In recent research, Bell makes the case that policies that directly support farmers in the world’s poorest developing nations could contribute to both an overall decrease in poverty and an increase in environmentally benign and sustainable practices.

Farming is an awful thing to have to do if you don’t want to be a farmer. You have to be an entrepreneur, you have to be an agronomist, put in a bunch of labor, and in so many parts of the world people are farmers because their parents are farmers and those are the assets and options they had.

Andrew Bell

According to Bell, the concept is similar to how Mario Kart provides players who are falling behind in the race the best power-ups in order to push them to the front of the pack and keep them in the race.

At contrast, speedier players in the front usually receive inferior abilities, such as ink splats or banana peels to interfere with the other players’ screens, rather than these similar enhancements. Bell claims that this strategy, known as “rubber banding,” is what keeps the game exciting and engaging because there is always a chance for you to win.

“And that’s exactly what we want to do in development,” he says. “And it is really, really difficult to do.”

Rubber banding is easy in the world of video games because there aren’t any obstacles from the outside world. Rubber banding, however, to provide financial resources to agricultural families and communities, who need them the most, is a very complex idea in the actual world.

These possibilities could take the form of the following, according to Bell: Governments could set up a program where a third party, such as a hydropower company, would pay farmers to adopt agricultural practices that would help prevent erosion in order for the company to build a dam to generate electricity.

According to Bell, it is a complex transaction that has only been successful under very precise conditions, but systems like this one, called Payments for Ecosystem Services (PES), have proven effective in assisting both farmers and the environment.

Finding private businesses that are prepared to pay for ecosystem services and linking them with farmers who are open to changing their agricultural practices is a significant difficulty. The good news about rubber bands, however, is that as more people engage in such economic initiatives, more others will do the same, a phenomenon Bell refers to in his study as “crowding in.”

The largest challenge, according to Bell, is figuring out how to get help to those in need in the first place because, until recently, many of the population was virtually living off the grid.

“It’s hard to know who is in the back of the pack,” Bell says.

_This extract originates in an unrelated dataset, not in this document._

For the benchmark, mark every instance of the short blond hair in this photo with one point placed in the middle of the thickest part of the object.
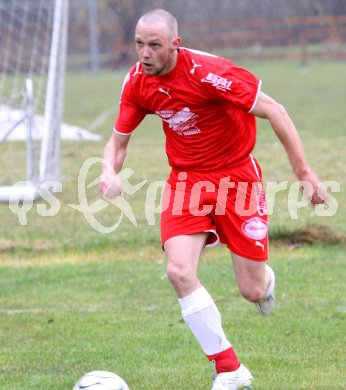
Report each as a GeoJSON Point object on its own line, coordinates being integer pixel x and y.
{"type": "Point", "coordinates": [161, 16]}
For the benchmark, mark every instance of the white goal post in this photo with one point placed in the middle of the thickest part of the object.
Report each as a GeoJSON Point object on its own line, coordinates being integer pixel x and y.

But according to Bell, in the past ten years or so, communication with those living in low-resource areas has become easier, partly as a result of the widespread use of mobile phones. (In another recent paper, Bell and his collaborators found that smartphones can also play a role in understanding and addressing food insecurity.)

Currently, mobile devices assist local governments and groups in identifying those looking for more affluent means of subsistence outside of the difficult practice of agriculture and in connecting with those individuals with economic prospects.

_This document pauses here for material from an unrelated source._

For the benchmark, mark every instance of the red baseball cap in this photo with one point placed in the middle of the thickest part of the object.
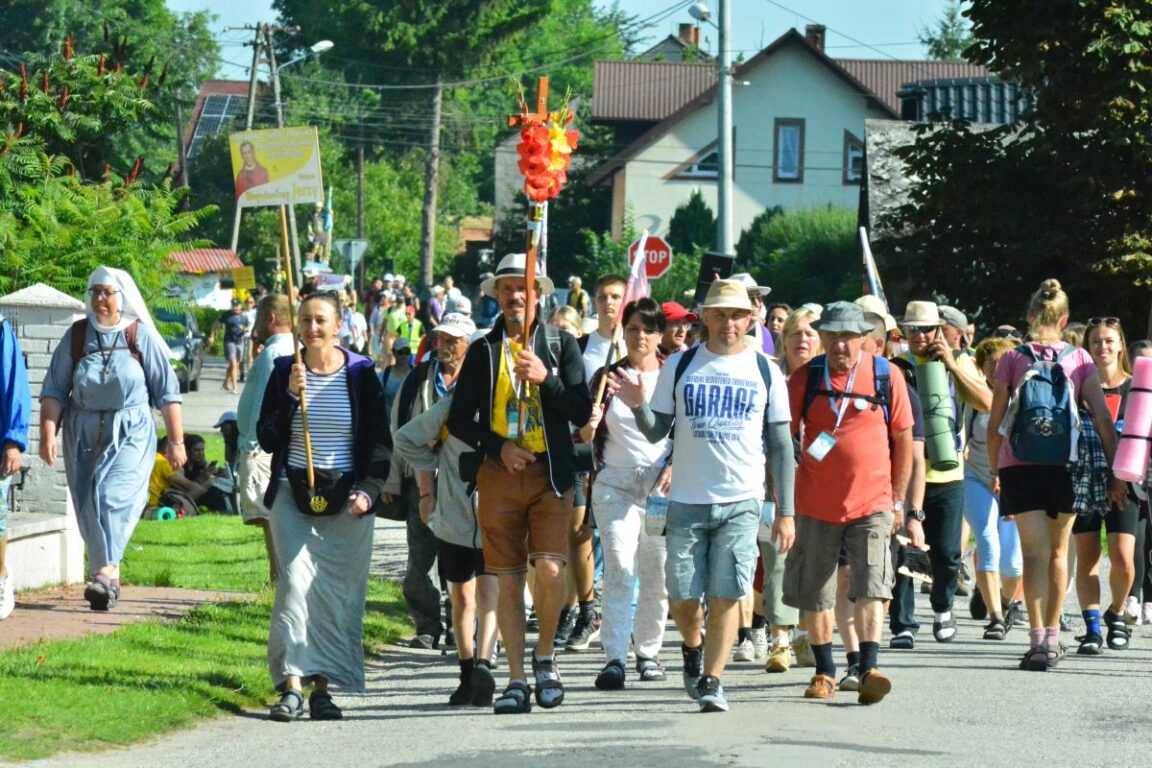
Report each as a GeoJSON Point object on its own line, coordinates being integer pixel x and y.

According to Bell, increasing the availability of mobile devices in underdeveloped areas of the world would also make it possible to more accurately evaluate the wealth gap between the richest and poorest families and assess the efficacy of recently put into placed policies and initiatives.

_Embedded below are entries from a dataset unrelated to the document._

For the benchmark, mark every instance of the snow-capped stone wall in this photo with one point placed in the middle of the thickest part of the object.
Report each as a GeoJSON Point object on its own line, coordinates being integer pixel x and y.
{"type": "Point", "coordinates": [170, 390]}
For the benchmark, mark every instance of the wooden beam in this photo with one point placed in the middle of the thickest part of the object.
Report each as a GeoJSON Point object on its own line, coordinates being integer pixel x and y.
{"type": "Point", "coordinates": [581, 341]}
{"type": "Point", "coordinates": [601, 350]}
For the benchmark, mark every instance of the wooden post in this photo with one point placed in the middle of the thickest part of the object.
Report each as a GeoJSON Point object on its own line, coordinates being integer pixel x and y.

“Mario Kart’s rubber-banding ethos is to target those in the back with the items that best help them to close their gap their own ‘golden mushrooms,’” Bell wrote in the paper, referring to the power-up that gives lagging racers powerful speed bursts.

Researchers and decision-makers must initially evaluate “what the golden mushroom may be within their unique context and problem at-large” in order to enhance environmental stewardship while reducing poverty.